Tuesday, July 13, 2004
(11:25 PM) | Anonymous:
Mild Devotion To Majesty
A few facts have crossed my plate of late, and I should share them now:- The new album from the 22+ member Rock Choir that is The Polyphonic Spree is one of the most dynamic experiences I've ever had. We all admit it's a gimmick, one that has encased itself in all sorts of grandiose trappings, and even trapses in and around religious language as if 22+ people dancing and jumping around singing in robes wasn't enough. Yet, it's totally original and the fact the lyrics are the epitomy of cheese makes it just that much better, and I love it. I mean, a rock choir, who'd have thunk?
- While we're on the topic of who'd have thunk rock bands, anyone want to join my INXS cover band, The Seeds Of Lust? I think we're going to have a 4-person band playing nothing but wood block and squeezing cats to make them hiss and meow in tune. It should be beautiful.
- I just had a dream in which I was sitting around a campfire, and I started singing this song I made up called "Jesus went out for some chili". And everyone laughed. But it was only a dream. SO, if possible, I'd like you all to laugh now to somewhat bring it here and now into reality. Some really hot girls were laughing and looking voluminously at me as well, so if all the females would laugh especially, I'd feel reaffirmed in my conviction that dreams really can come true! As for the staring part, looking voluminously at the words on your computer monitor would just be plain ole' freaky. So, instead, please look for a long time at your closest loved male, and don't tell him why, look until he notices and says something, and then tell him "I stared at you as a proxy for the love I was instantly infused with for Robb at his witty and amazing song called "Jesus Went Out For Some Chili". And then report back here their reaction.
- I've been dieting recently. Since Sunday actually. I have lost 10 pounds in 3 days, which only speaks to how unhealthily I was living before. But, let it be said that I'm glad I didn't do Atkins. The hybrid diet I composed seems to have given me an amazing amount of energy, and I'm MUCH more able to think clearly and distinctively. In addition to being a little more slender, and a little more buff (90 minute+ workouts are an essential part of this diet) I have trumped my fellow employees many a time in debate recently. Hurrah! Sadly, a little more slender still results in me looking "freaking massive", but oh well.
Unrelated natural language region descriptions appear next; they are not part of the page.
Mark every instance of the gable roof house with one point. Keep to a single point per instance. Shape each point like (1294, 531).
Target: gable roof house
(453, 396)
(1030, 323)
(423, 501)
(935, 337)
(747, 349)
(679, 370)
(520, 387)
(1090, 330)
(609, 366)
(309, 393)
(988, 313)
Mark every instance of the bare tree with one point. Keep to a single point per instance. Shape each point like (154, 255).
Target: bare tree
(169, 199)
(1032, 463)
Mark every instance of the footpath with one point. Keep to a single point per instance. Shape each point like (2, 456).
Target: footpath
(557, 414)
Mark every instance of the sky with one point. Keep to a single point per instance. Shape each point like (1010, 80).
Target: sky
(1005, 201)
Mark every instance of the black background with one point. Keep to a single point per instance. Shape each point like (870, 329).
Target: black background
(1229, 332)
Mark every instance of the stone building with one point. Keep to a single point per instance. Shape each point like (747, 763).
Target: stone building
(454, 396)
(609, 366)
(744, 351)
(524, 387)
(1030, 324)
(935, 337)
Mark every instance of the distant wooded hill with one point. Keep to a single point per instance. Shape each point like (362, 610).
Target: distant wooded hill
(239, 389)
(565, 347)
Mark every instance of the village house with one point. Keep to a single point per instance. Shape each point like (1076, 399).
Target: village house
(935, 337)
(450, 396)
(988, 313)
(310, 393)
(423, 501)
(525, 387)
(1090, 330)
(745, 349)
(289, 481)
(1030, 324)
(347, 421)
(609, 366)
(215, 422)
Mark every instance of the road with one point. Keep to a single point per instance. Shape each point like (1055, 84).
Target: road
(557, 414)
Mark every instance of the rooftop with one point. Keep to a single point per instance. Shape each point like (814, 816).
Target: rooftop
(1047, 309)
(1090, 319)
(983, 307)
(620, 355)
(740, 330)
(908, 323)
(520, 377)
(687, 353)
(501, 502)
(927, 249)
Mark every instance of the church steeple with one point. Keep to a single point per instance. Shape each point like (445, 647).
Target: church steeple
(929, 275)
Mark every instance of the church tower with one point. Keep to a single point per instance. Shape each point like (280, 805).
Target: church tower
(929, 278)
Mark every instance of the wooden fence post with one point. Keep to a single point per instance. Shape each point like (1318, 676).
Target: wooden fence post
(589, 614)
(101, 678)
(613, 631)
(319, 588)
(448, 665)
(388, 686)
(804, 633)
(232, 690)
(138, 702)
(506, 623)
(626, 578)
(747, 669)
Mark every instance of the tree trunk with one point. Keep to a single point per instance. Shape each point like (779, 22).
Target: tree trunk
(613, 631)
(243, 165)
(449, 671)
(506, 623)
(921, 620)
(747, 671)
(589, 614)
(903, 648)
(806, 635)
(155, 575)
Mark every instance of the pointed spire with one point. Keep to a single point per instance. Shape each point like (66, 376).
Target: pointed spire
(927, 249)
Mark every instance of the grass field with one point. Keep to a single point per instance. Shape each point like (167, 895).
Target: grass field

- I went to Wal-Mart again on sunday, and didn't play any tricks. But, I was buying stuff mainly for this aforementioned diet thing. However, occasionally I'd see something unhealthy that I wanted, and I'd rationalize that if I only ate the small serving amount, it'd be okay on days where I'd eaten light otherwise. But, I felt guilty, and tried to intersperse the bad in between helpings of baby carrots, salad fixins, and shredded wheat. The best was when I sent the 25 pound weights and bar and the jump rope through, and sort of hid the terribly unhealthy cookies I'd bought underneath them all..as if the lady wasn't going to scan it all, and thus see it all, anyway.
In a way, I picture that lady working at Wal-Mart at 11 PM at night to be God. And this is the game I play with Him all my life. Except, that Lady wasn't crucified, or like, really spiteful to me way back in the day but cool now.
But, if I carry the analogy, the fact that when I got done she gave me my total and said "Um, very distinctive! heh. Are you in med school?" when I was finished gives me an interesting picture of my God. Like most of what He says, I really have no clue what that means..nearing a compliment, yet, so close to a bitter barb.
- I think Anchorman was easily the most hillarious movie I've ever seen in my life. To this day, some 4 days after I first saw it, I still sit here and occasionally think of scenes, and crack up while sitting here at my desk. Not a chuckle, a full on laugh, the kind of laugh you normally only give when everyone else is laughing so you have no reservations. I love carpet. I love Lamp. I love....lamp.
- And finally, with They Might Be Giants new CD, I exclaim,
"I was all out of luck like a duck that died
I was all out of juice like a moose denied
I was all out of money like a bunny that's broke
I was all out of work like a jerk who's a joke
And I was out of ideas like I is, like I is.
Like I is, Like I is, I was out of ideas."
I really do thank you all for allowing me this indulgence.